After receiving Green's plea for assistance, we resolved the matter by contacting the school and advocating on behalf of her son under the McKinney-Vento Act. Within a week, he was enrolled in kindergarten and his special educational needs were met. Green was very grateful for our assistance, and said that without our help, her son's academic progress may have been severely delayed.
Larry Shanks and Troy Minton: Their Right to Free Speech
Larry Shanks, a homeless man in Boise, Idaho is a street musician learning how to play for donations. Troy Minton is a homeless man who solicits money on the streets of Boise to pay for gas so that he can travel to and from the jobs he gets through temp agencies.
Boise's new anti-solicitation ordinance was going to take Larry's and Troy's ability to become financially stable. But the Law Center, in partnership with the ACLU of Idaho, challenged the ordinance - and won.
"I'm relieved," said Larry Shanks. "It's a huge weight off my shoulders. Every night I would go to bed thinking about what would happen if this passed. I am relieved for my family and the common citizens as their rights were also in trouble."
The criminalization of homelessness is on the rise in America, where many people are treated as criminals for begging on the streets. While panhandling is not a long-term solution for survival, in the short-run, it's the only means of survival for many homeless and poor people across the country.
"The truth is, I don't like to panhandle, but it's something I have to do in between jobs to survive," said Troy Minton. "People yell at me. They tell me to get a job and frequently shout insults at me." The key to ending homelessness is not to criminalize it, but to implement effective policies that can ensure homeless people can get stable housing and employment.
When cities criminalize homelessness, they are essentially exacerbating the problem and making it more difficult for homeless people to escape it. For example, if Troy Minton is arrested for panhandling, he could lose his job from the temp agency for having not shown up, he could also lose credibility with the temp agency, and his ability to find another job after being arrested would become even more difficult.
A Family Loses a Home - The Fight for Their Two Girls' Education
In October, 2013, a mother in Brunswick, Ohio contacted our office, desperately seeking help. The family had just lost their home and her daughters, ages 12 and 14, were about to be thrown out of their own school—simply because they were homeless. Frantic, their mother turned to the Law Center for help.
We advocated on behalf of the girls using the McKinney-Vento Act as arsenal.
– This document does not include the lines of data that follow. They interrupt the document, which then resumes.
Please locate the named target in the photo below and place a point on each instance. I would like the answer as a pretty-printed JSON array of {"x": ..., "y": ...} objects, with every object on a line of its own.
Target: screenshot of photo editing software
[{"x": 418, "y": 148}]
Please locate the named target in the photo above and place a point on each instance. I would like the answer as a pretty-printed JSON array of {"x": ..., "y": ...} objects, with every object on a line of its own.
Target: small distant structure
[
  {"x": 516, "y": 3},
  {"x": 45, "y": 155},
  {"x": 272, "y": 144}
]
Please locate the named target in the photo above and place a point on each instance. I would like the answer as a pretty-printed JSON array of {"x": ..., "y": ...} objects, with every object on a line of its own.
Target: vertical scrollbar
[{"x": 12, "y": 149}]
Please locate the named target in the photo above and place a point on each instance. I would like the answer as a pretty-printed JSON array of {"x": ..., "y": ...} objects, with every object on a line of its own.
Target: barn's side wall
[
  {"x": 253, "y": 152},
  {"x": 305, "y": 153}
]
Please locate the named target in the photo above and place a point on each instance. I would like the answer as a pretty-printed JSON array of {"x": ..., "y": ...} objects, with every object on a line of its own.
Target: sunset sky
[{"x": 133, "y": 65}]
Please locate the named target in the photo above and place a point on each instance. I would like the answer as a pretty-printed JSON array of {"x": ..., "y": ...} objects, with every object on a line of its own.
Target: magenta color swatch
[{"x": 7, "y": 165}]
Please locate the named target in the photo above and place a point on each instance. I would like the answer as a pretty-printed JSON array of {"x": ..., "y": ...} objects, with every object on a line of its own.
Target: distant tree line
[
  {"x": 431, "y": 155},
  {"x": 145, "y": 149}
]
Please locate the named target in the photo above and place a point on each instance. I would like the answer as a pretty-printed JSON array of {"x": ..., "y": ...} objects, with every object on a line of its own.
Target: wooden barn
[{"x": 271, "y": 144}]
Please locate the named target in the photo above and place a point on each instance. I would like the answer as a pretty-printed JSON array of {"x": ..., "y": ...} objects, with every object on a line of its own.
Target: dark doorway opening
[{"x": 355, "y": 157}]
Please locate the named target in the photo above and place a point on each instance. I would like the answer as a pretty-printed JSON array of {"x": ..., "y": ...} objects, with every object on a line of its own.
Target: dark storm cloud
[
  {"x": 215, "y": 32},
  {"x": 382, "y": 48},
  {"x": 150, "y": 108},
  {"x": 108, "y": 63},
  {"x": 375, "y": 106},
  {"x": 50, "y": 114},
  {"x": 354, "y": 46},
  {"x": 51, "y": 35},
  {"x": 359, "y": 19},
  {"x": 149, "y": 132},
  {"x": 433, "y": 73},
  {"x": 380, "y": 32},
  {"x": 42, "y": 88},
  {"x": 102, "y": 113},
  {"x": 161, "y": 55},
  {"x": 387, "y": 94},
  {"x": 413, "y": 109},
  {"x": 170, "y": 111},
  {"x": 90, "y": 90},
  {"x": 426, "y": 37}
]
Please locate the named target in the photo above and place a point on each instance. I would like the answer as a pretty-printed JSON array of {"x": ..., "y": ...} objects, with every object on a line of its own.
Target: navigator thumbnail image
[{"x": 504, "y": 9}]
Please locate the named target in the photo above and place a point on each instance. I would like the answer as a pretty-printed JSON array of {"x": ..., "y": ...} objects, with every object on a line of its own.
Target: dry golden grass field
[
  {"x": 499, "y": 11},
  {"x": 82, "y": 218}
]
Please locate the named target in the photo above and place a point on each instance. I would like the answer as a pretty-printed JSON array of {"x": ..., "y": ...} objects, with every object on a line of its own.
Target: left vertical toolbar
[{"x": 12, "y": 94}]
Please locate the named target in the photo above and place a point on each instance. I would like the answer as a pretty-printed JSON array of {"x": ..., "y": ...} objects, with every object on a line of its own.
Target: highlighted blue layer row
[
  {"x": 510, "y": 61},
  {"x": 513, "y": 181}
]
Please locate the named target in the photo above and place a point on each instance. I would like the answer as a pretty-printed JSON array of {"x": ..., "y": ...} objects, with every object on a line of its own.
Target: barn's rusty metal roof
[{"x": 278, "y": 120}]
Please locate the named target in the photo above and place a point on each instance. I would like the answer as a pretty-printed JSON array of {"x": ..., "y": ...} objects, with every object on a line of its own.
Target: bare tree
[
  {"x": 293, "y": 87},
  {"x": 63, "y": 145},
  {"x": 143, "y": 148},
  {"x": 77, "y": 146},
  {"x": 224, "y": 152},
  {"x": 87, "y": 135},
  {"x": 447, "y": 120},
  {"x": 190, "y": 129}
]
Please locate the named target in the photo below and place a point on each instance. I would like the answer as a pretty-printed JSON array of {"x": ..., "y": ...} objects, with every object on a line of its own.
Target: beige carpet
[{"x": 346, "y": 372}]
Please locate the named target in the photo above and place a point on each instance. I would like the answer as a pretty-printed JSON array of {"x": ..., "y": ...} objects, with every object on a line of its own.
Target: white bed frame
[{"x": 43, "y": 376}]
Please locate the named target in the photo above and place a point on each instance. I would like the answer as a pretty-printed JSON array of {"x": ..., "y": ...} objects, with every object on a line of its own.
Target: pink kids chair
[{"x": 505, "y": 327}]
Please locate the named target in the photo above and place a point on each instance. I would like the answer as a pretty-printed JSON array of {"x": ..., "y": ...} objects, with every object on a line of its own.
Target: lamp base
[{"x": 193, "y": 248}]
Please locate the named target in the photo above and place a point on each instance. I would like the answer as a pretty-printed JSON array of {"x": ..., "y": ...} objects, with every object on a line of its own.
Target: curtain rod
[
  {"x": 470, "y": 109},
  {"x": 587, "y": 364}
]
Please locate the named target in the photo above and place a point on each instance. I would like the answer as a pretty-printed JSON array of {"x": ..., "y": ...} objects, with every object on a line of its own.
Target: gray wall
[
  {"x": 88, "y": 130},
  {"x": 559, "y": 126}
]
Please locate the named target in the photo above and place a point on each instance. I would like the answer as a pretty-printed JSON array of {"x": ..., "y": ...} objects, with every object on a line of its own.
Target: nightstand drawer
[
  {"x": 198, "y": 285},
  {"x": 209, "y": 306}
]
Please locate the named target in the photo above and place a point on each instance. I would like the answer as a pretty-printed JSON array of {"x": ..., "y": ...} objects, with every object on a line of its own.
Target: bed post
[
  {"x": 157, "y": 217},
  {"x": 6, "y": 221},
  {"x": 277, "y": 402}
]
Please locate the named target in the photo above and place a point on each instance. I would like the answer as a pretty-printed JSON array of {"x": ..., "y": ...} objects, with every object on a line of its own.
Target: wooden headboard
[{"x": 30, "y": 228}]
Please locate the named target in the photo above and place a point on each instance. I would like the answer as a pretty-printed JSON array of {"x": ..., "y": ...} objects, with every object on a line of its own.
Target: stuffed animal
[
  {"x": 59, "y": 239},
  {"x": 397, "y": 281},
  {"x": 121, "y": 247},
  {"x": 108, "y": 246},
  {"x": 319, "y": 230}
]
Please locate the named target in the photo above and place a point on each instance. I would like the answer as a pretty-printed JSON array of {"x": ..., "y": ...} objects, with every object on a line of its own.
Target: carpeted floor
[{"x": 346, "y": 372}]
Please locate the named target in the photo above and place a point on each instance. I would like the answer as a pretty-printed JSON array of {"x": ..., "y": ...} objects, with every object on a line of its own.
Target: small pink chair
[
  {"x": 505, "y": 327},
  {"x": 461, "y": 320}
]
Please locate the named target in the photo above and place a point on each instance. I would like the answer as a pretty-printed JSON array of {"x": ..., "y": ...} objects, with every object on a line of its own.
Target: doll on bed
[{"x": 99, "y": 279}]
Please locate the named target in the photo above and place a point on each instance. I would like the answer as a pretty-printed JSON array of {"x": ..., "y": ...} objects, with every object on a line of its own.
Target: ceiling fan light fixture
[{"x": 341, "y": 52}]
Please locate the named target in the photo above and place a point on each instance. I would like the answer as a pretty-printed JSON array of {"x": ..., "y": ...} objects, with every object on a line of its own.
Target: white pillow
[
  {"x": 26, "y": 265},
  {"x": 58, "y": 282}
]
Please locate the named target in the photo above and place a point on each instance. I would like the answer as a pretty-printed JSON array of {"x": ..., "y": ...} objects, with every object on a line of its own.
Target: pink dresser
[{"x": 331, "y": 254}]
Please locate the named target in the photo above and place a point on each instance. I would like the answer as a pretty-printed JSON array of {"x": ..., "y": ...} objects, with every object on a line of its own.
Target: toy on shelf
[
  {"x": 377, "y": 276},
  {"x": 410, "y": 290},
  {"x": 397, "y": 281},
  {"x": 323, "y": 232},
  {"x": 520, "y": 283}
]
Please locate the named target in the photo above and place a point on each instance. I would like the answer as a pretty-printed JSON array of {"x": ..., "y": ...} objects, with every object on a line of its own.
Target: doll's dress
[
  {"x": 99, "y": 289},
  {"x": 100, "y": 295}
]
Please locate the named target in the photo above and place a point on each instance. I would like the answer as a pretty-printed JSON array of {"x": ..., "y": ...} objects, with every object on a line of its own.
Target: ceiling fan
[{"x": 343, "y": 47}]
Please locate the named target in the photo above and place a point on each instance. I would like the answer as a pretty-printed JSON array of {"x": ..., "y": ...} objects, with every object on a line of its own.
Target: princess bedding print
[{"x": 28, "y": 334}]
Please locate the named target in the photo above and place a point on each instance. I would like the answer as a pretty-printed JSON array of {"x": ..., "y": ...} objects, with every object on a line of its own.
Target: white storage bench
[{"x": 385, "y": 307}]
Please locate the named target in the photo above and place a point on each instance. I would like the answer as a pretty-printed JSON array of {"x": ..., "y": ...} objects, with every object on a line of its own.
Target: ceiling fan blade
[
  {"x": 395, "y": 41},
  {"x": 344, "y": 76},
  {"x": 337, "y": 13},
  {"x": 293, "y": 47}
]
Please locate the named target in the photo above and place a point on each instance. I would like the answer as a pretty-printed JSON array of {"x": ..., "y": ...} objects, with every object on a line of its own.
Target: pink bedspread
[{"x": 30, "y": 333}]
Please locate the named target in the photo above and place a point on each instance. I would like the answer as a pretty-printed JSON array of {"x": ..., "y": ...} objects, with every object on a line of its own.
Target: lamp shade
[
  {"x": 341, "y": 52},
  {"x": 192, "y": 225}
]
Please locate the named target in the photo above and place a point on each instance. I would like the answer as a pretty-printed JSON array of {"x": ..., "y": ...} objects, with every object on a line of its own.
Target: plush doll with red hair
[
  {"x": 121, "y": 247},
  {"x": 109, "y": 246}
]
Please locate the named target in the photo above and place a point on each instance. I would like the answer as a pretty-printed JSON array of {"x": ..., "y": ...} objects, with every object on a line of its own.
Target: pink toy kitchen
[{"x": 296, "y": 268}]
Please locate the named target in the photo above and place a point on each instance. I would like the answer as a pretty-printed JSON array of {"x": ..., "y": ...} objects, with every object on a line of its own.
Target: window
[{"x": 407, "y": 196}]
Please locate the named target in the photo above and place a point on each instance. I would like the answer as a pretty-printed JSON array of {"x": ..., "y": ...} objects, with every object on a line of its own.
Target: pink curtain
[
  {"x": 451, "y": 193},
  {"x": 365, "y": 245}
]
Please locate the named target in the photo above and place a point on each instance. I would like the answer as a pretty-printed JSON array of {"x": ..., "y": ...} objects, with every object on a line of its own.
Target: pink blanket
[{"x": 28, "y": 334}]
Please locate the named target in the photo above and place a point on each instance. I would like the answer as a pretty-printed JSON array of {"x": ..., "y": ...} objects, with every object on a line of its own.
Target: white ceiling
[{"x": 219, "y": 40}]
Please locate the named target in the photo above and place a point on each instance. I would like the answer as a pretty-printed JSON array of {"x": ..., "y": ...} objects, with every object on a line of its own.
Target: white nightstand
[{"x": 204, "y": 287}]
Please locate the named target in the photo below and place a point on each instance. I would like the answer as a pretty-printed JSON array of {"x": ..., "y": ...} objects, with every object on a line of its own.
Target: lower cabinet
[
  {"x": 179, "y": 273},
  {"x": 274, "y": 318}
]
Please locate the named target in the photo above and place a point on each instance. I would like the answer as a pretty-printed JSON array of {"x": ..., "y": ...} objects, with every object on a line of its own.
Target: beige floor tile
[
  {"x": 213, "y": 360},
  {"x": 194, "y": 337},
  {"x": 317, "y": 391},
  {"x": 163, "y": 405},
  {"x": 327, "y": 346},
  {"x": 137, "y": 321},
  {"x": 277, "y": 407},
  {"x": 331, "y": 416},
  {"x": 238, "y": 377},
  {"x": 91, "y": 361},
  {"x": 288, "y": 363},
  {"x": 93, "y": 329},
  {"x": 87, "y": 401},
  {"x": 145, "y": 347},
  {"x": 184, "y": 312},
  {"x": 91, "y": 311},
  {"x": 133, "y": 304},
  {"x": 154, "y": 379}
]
We were able to help quickly and effectively thanks to our innovative Project LEARN, through which we train volunteers across the country on the education rights of homeless children—empowering them to help address one of the most pressing issues in their communities and expanding our capacity beyond that of our small staff in Washington D.C. In just five days, we ensured that the girls could continue their education. They were able to stay in school and remain secure with their familiar teachers and friends. They also retained access to the breakfast and lunch that they received in school, while their father and mother searched for housing.